Monday, January 07, 2008

In The Heat of Night

As I stated in my last post Guerrero in “Framing Blackness” wanted to show how the early commercial film industry reflects white domination of American society, and how it has begun to make changes. The movie we watched today In The Heat of the Night, gave yet another view of the black cop white cop buddy system during the 60s when racism was a huge factor in America. The existence of racism in the country was highlighted by the racism and bigotry shown within the police force. In spite of being a homicide cop because Tibbs was falsely arrested, then purposefully and falsely arrested, then slapped, assaulted by three white males, refused restaurant service, then assaulted again, etc, all because he was black. In other words, Tibbs' race is a crucial narrative component of the screenplay; the film would be altered beyond recognition if he were white. He encounters episode after episode of the degradation of being a Negro in the south.

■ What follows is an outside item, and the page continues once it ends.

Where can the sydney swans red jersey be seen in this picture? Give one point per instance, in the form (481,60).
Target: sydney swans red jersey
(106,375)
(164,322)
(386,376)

One huge difference however was the relationship between the two cops: Tibbs and the Chief. The two main cops did not act like partners instead they were constantly trying to out prove eachother.
Blacks are portrayed as having menial positions in society, where their job is to serve the white man. In the movie the only black people present were working on the cotton farms, and a black mechanic who opened his home to Tibbs (side note: the mechanic seems the only character with a family). Mr. Endicott (the head of the town) uses black as if slavery were still in existence; he also threatens Tibbs stating that he could have had him shot if they were living in another time. The Chief feels more threatened by Tibb's ability than his color but eventually accepts and respects his ability. Their dinner together at the chief's house shows how close and similar they actually are in regards to their personal lives. In Kings, Heroes in Hard Times he writes about how it is difficult for cops to have a normal family. Both Tibbs and the Chief have no family, have never been married, and feel isolated. It is this isolation and the need to do the best job that they can as cops that they come to a truce and a realization of their similarities. This is seen when they say goodbye at the train station and the Chief says, "take care of yourself.” This finally statement acknowledges the chiefs acceptance as Tibbs being an equal to the other police officers and is a sign of a slow cultural shift of acceptance of black persons having power.
With the theme aside the fourth component of cinematography, Mise-en-scène was used throughout the movie. Mise-en-scene literally means, "put in the scene." For film, it has a broader meaning, and refers to almost everything that goes into the shot, including the framing, movement of the camera and characters, lighting, set design and visual environment, even sound. The films setting and the dress, speech and constant gum chewing by the chief added to the dimension of each individual character. I agree with Danielle that the props used by the four men who cornered Tibbs (chains and bars) in two different scenes was a very good parallel because the intensity of the plot increased towards the end of the movie.


Blogger Cat said...

I think that your view about how the cops come to see each others as equals is very interesting. I agree that there are lots of parallels between the Chief and Tibbs. However, I find it hard to accept that the Chief is trying to do the best job he can as a cop and that this common drive is what leads to the Chief's acceptance of Tibbs as an equal. I mean, throughout the film he brashly arrests various men for the murder of Mr. Colbert despite a lack of evidence to support these arrests. While this may be the Chief's way of competing with Tibbs, a sort of rush to the finish line (in this case an arrest), it seems to me that he's doing a sloppy job that can't be seen as much competition to Tibbs well executed and thorough methods. If an equality emerges at all, I think it must come from the Chief's admiration of Tibbs and not necessarily a parallel between the two characters. But that's just my opinion, good post!

8:36 PM  
Blogger Vladigogo said...

I wonder about the dinner scene between Virgil and Gillespie. Do they really end up seeing eye to eye? Doesn't Gillespie get pissed when he feels like Virgil is pitying him when he talks about being alone? Can they come together when there is still so much anger in Gillespie especially when he calls Virgil a racial epithet?